Wednesday, February 14, 2007

Barack Obama

I thought this was worth sharing.

...Today I'd like to talk about the connection between religion and politics and perhaps offer some thoughts about how we can sort through some of the often bitter arguments that we've been seeing over the last several years.

I do so because, as you all know, we can affirm the importance of poverty in the Bible; and we can raise up and pass out this Covenant for a New America. We can talk to the press, and we can discuss the religious call to address poverty and environmental stewardship all we want, but it won't have an impact unless we tackle head-on the mutual suspicion that sometimes exists between religious America and secular America...

Continued...

4 comments:

Assistant Village Idiot said...

Fluff.

Assistant Village Idiot said...

Okay, that was a dumb answer. I've felt bad about it all night. Obama's statement may be fluff, but it's a great question. I don't really expect politicians to be theologians anyway. I would like it if they would at least give some hint of understanding something deeper, but simplifying it for the campaign.

Weeding the garden: I am so tired of Christians who set up the false dichotomy of "you're either with Jerry Falwell or you're with me." I have no idea what Falwell's and Robertson's ideas on solving poverty are. Maybe I'd think they were right on. Maybe I'd think they were unutterably stupid. They are nowhere near as influential as the left thinks they are. They are bogeymen. On the other side of the issue, liberals quote Jim Wallis and Tony Campolo all the time, and I find them simplistic. Whatever the left taught in the late 60's and early 70's, shazaam! that's what they discover that Jesus taught. If only He had known, eh?

I think the first answer is that answers are very hard, and very complicated. As individuals, we are commanded to give, and there are precious few in the wealthy West who give enough. Our hearts do not break as they should for those who suffer.

Relating this to what governments are supposed to do gets very messy. The Old Testament teaches - particularly the prophet Amos - that we must insist on justice for the poor, work for justice for the poor, and we as individuals will share in the judgment of the society we live in. The New Testament, on the other hand, makes almost no mention of societal involvement and focuses on the acts of the Church, not the government.

I don't think there is a simple resolution to this. The lengthy discussions over at First Things have always impressed me with their depth and loyalty to the scriptures. There's also an intriguing commentary on a Jewish perspective on poverty over at the Social Affairs Unit.

http://socialaffairsunit.org.uk/digipub/content/view/16/27/
http://www.firstthings.com/

Sorry to put you off on articles. I'll go as deeply on this as you want to go.

Kate said...

First of all, just about anything from a political candidate has some level of fluff to it.
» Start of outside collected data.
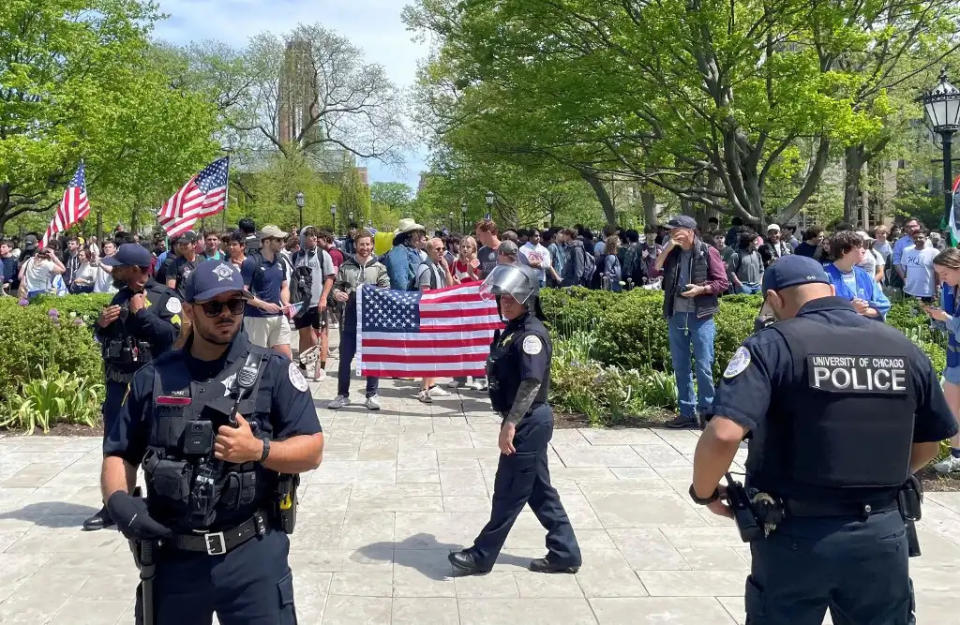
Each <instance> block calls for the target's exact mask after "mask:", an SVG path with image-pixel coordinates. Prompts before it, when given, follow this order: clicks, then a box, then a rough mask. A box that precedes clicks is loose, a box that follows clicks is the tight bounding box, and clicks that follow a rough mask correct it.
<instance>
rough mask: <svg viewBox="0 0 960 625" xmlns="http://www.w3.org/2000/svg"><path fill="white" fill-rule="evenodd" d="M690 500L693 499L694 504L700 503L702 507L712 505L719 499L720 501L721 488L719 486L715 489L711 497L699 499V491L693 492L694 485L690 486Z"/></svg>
mask: <svg viewBox="0 0 960 625" xmlns="http://www.w3.org/2000/svg"><path fill="white" fill-rule="evenodd" d="M689 493H690V499H693V501H694V503H698V504H700V505H701V506H705V505H707V504H711V503H713V502H714V501H716V500H717V499H720V487H719V486H717V487H716V488H714V489H713V493H711V495H710V496H709V497H697V491H695V490H693V484H691V485H690V491H689Z"/></svg>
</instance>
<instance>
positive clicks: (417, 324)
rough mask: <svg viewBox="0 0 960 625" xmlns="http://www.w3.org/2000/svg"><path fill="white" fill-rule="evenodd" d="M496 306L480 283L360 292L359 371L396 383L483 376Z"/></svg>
mask: <svg viewBox="0 0 960 625" xmlns="http://www.w3.org/2000/svg"><path fill="white" fill-rule="evenodd" d="M503 327H504V324H503V322H502V321H501V320H500V314H499V313H498V312H497V303H496V302H495V301H490V300H484V299H482V298H481V297H480V283H479V282H474V283H472V284H465V285H462V286H451V287H445V288H442V289H435V290H433V291H427V292H426V293H421V292H419V291H393V290H390V289H378V288H376V287H375V286H373V285H371V284H365V285H363V286H362V287H361V288H360V290H359V291H357V372H358V374H359V375H364V376H376V377H395V378H399V377H402V378H433V377H437V378H452V377H465V376H468V375H469V376H475V377H479V376H483V375H485V373H486V360H487V356H488V355H489V354H490V343H491V341H492V340H493V332H494V330H497V329H500V328H503Z"/></svg>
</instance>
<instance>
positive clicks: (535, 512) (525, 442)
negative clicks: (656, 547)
mask: <svg viewBox="0 0 960 625" xmlns="http://www.w3.org/2000/svg"><path fill="white" fill-rule="evenodd" d="M539 285H540V280H539V276H538V275H537V273H536V272H535V271H533V270H531V269H530V268H528V267H520V266H517V265H499V266H497V267H496V268H494V269H493V270H492V271H491V273H490V275H489V276H487V278H486V279H485V280H484V282H483V286H482V287H481V294H484V295H485V296H486V297H489V298H492V297H496V300H497V306H498V308H499V309H500V314H501V316H502V317H503V318H504V319H505V320H506V321H507V327H506V328H505V329H504V331H503V333H502V334H499V333H498V334H499V335H498V336H495V337H494V341H493V344H492V345H491V350H490V357H489V359H488V360H487V380H488V385H489V393H490V401H491V403H492V404H493V409H494V410H495V411H496V412H497V413H499V414H500V415H501V416H502V418H503V422H502V424H501V426H500V440H499V447H500V452H501V455H500V463H499V465H498V466H497V475H496V479H495V480H494V485H493V510H492V511H491V512H490V521H489V522H488V523H487V525H486V526H485V527H484V528H483V530H482V531H481V532H480V535H479V536H477V538H476V540H475V541H474V543H473V546H472V547H470V548H469V549H464V550H463V551H459V552H456V553H451V554H450V556H449V559H450V562H451V564H453V566H454V568H455V569H456V570H457V571H458V572H460V573H463V574H468V575H469V574H475V573H486V572H488V571H490V569H491V568H493V564H494V562H495V561H496V559H497V556H498V555H499V553H500V549H501V548H502V547H503V543H504V541H506V539H507V534H508V533H509V532H510V528H511V527H512V526H513V523H514V521H516V519H517V516H518V515H519V514H520V512H521V511H522V510H523V507H524V506H525V505H527V504H530V508H531V509H532V510H533V513H534V514H535V515H537V519H538V520H539V521H540V523H541V524H542V525H543V526H544V528H546V530H547V540H546V543H547V555H546V557H545V558H539V559H536V560H533V561H532V562H530V570H532V571H538V572H546V573H560V572H566V573H576V572H577V570H578V569H579V568H580V563H581V558H580V546H579V545H578V544H577V538H576V536H575V535H574V533H573V527H572V526H571V525H570V519H568V518H567V513H566V511H564V509H563V505H562V504H561V503H560V496H559V495H558V494H557V491H556V489H554V488H553V486H551V485H550V470H549V468H548V466H547V447H548V445H549V443H550V438H551V437H552V436H553V412H552V411H551V410H550V406H549V405H548V404H547V395H548V391H549V386H550V356H551V354H552V352H553V345H552V343H551V341H550V335H549V333H548V332H547V329H546V328H545V327H544V325H543V322H542V321H541V318H542V313H541V312H540V305H539V300H538V291H539Z"/></svg>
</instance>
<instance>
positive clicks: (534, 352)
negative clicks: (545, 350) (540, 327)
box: [523, 334, 543, 356]
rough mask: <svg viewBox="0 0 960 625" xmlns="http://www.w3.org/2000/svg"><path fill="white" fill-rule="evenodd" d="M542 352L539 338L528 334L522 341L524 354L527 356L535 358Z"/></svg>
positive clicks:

They have to be vague enough not to offend and catch enough attention that most people everywhere will think you agree with them.

I have not yet read the articles, so I won't react to them (yet). I don't know what Robertson's or Falwell's positions on social justice except that they are for the school voucher program. Their motives though are not to improve schooling nationwide but simply to take schooling out of the hands of the secular government and put it in the hands of Christians... in a pluralistic society.

That's off topic. When we make choices (political, economic, or otherwise) we are casting our own individual votes to direct what our society will look like in the future. I would hope that if the United States is going to be viewed as a Christian nation by the rest of the world it would reflect Christian values or drop the pretense of being a Christian nation. Perhaps we just need to be called a secular humanist nation, so as not to confuse anyone on where our values lie.

At the same time I think it is just as important for the individual to make the sacrifices and choices to help alleviate poverty and injustice in the world. It is good for our souls. For legislation to be passed to force us to act on values halfheartedly or resentfully does not make our giving cheerful. It makes us bitter.

Assistant Village Idiot said...

NCLB is a typical government program: well-meaning, but its unintended consequences make it a head-banger. Lord save us from well-meaning people.

"Yet it is not our part to master all the tides of the world, but to do what is in us for the succour of those years wherein we are set, uprooting the evil in the fields that we know, so that those who live after may have clean earth to till. What weather they shall have is not ours to rule."